Therapy Unplugged

Whether the Weather

By Sonia Neale

Why does cold weather make me happy? I love cold weather. I love rugging up to the eyeballs and splashing in puddles. The only time I go to the beach is in winter when I can watch the waves crash and pound on the beach and I am snugged up in the car with the heater on. This is a shame really because I live in Western Australia with arguably some of the prettiest beaches in the world.

I suffer from reverse SAD (Seasonal Affective Disorder), also known as summer SAD. I loathe summer.
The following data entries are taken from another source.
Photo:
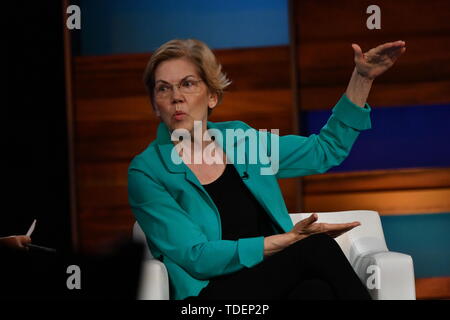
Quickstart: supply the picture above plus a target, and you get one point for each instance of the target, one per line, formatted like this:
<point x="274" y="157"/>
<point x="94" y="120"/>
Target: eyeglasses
<point x="187" y="86"/>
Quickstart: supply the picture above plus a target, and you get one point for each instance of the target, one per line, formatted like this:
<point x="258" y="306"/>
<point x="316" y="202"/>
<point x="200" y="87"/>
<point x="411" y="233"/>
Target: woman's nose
<point x="176" y="94"/>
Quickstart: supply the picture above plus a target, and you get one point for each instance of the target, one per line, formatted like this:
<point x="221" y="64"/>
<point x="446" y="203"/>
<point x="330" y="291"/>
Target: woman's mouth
<point x="179" y="115"/>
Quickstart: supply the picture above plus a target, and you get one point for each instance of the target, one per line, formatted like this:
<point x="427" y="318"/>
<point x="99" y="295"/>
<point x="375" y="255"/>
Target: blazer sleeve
<point x="170" y="229"/>
<point x="301" y="156"/>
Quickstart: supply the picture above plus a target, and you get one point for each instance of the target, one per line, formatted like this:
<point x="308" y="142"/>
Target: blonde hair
<point x="199" y="54"/>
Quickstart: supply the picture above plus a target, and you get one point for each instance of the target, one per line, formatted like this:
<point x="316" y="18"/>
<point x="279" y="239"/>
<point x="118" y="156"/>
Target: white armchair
<point x="387" y="275"/>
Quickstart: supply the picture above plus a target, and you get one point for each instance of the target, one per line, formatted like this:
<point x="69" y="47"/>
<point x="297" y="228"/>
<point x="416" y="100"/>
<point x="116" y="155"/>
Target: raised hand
<point x="377" y="60"/>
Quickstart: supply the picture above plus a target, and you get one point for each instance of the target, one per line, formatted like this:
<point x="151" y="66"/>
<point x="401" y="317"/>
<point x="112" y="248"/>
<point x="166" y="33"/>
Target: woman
<point x="222" y="229"/>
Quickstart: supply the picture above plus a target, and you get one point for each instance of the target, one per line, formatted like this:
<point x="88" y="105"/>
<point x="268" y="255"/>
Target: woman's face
<point x="178" y="109"/>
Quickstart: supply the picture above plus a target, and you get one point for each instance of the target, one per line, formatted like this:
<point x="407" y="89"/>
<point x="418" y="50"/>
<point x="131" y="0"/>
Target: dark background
<point x="36" y="126"/>
<point x="36" y="170"/>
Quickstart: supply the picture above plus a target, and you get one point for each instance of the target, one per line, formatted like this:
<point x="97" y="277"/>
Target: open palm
<point x="377" y="60"/>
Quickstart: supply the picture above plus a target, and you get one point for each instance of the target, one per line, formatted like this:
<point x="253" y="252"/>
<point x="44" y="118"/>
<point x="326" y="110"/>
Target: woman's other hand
<point x="309" y="226"/>
<point x="15" y="242"/>
<point x="377" y="60"/>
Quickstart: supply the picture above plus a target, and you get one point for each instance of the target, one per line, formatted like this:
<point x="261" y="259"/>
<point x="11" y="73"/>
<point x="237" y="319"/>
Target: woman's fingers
<point x="358" y="51"/>
<point x="311" y="219"/>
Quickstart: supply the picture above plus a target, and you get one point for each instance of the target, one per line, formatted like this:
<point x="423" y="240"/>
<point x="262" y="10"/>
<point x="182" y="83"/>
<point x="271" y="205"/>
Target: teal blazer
<point x="182" y="223"/>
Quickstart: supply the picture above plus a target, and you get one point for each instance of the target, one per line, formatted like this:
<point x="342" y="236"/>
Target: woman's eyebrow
<point x="190" y="75"/>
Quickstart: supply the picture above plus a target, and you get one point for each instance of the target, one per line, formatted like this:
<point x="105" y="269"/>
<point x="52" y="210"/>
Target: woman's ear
<point x="156" y="109"/>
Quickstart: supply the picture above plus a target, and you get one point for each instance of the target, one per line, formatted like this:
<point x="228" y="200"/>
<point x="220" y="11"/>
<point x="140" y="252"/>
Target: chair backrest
<point x="139" y="237"/>
<point x="368" y="237"/>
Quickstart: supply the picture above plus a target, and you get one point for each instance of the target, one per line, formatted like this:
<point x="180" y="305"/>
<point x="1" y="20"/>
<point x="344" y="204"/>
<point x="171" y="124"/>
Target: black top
<point x="242" y="216"/>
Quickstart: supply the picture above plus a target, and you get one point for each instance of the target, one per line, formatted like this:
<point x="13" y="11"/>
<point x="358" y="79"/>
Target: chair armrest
<point x="154" y="281"/>
<point x="387" y="275"/>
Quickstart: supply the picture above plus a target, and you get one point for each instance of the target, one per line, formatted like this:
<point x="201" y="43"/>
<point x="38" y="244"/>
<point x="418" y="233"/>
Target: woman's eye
<point x="162" y="88"/>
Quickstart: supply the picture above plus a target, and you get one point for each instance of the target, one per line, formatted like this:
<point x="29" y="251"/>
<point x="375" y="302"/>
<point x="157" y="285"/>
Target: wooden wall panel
<point x="323" y="32"/>
<point x="114" y="122"/>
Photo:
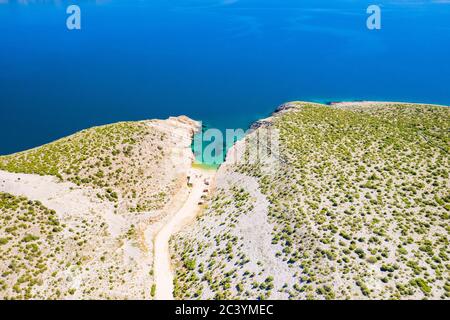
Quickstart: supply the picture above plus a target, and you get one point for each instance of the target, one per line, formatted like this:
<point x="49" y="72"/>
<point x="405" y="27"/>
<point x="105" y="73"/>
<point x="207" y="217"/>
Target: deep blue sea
<point x="226" y="62"/>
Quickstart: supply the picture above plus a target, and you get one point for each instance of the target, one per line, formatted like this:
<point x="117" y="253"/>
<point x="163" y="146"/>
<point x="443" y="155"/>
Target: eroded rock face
<point x="357" y="210"/>
<point x="83" y="206"/>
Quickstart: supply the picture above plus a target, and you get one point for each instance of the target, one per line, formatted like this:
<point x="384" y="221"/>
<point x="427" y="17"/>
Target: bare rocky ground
<point x="358" y="208"/>
<point x="75" y="224"/>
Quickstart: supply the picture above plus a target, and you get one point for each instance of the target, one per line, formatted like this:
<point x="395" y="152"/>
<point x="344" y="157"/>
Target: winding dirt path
<point x="162" y="266"/>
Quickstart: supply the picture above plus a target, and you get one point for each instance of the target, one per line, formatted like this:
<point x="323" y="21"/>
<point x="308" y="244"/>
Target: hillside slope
<point x="78" y="216"/>
<point x="358" y="208"/>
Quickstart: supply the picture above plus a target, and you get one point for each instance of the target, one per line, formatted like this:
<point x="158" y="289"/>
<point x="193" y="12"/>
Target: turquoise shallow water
<point x="225" y="62"/>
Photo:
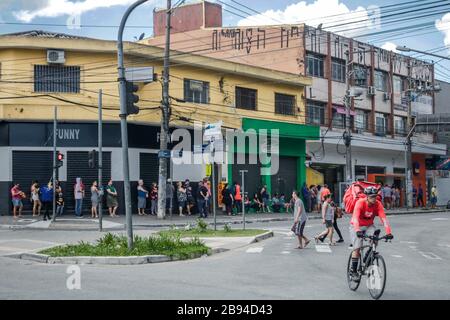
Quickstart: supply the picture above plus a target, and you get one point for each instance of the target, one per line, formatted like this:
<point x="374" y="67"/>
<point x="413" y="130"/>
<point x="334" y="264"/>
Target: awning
<point x="341" y="110"/>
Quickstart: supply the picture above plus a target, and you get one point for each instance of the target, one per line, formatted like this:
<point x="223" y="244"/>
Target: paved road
<point x="417" y="264"/>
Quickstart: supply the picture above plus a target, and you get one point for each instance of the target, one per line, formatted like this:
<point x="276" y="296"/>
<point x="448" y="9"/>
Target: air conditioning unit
<point x="56" y="56"/>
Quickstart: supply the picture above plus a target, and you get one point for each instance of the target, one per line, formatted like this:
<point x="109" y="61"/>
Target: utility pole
<point x="55" y="120"/>
<point x="100" y="158"/>
<point x="243" y="172"/>
<point x="348" y="132"/>
<point x="123" y="122"/>
<point x="165" y="113"/>
<point x="408" y="145"/>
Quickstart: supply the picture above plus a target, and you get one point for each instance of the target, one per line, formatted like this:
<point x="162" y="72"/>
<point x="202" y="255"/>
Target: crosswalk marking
<point x="255" y="250"/>
<point x="323" y="248"/>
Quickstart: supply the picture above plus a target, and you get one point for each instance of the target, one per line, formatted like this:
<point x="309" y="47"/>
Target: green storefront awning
<point x="287" y="130"/>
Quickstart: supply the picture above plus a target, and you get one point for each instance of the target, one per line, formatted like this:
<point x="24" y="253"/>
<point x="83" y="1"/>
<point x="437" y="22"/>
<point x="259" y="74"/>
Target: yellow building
<point x="40" y="70"/>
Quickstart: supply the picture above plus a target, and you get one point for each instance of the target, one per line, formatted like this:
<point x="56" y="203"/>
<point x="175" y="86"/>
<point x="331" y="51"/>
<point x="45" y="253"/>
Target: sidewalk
<point x="143" y="222"/>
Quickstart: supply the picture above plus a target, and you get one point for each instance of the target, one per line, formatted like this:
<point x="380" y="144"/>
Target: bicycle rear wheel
<point x="376" y="277"/>
<point x="353" y="283"/>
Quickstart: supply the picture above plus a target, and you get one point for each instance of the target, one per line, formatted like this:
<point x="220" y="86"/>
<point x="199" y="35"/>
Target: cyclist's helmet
<point x="371" y="191"/>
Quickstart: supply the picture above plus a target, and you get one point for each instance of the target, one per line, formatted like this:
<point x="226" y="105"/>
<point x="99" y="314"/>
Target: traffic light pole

The waves of heat coming off the bitumen make me very cranky and I fiercely resent getting hot and sweaty before work and coming home on the train feeling like I’ve been dragged through a bed of hot coals. Summer Sadness generally affects people, mainly females, in hotter climates, and is probably caused by too much sunshine.

Rain makes me joyful and hail and sleet makes me positively ecstatic. It doesn’t snow in Western Australia. Sunshine on a winter’s day feels like God’s betraying me. Most of my depressive tendencies come out at the end of a long, hot season, because in Australia summer is a long, drawn out process, starting in November and ending in May.

Most people love the hot weather. I’m not sure if it’s my English background that’s inherent in me or whether I just hate the heat. On a trip to England in July once I had to buy thick shoes and a thicker coat, one that I was never able to wear back home in Australia – even in the grim depths of an oxymoronic “Australian winter”. The English summer is colder than our winter.

Only two other people I know love cold weather and one of them is my son who is very much like me, an indoor person, very booky and studious, who used to take a bandage to school on sports days so he could stay inside and read. The other is my child-hood best-friend who now lives in America and gets to experience snow at the same time we are frying eggs on the pavement (sidewalk).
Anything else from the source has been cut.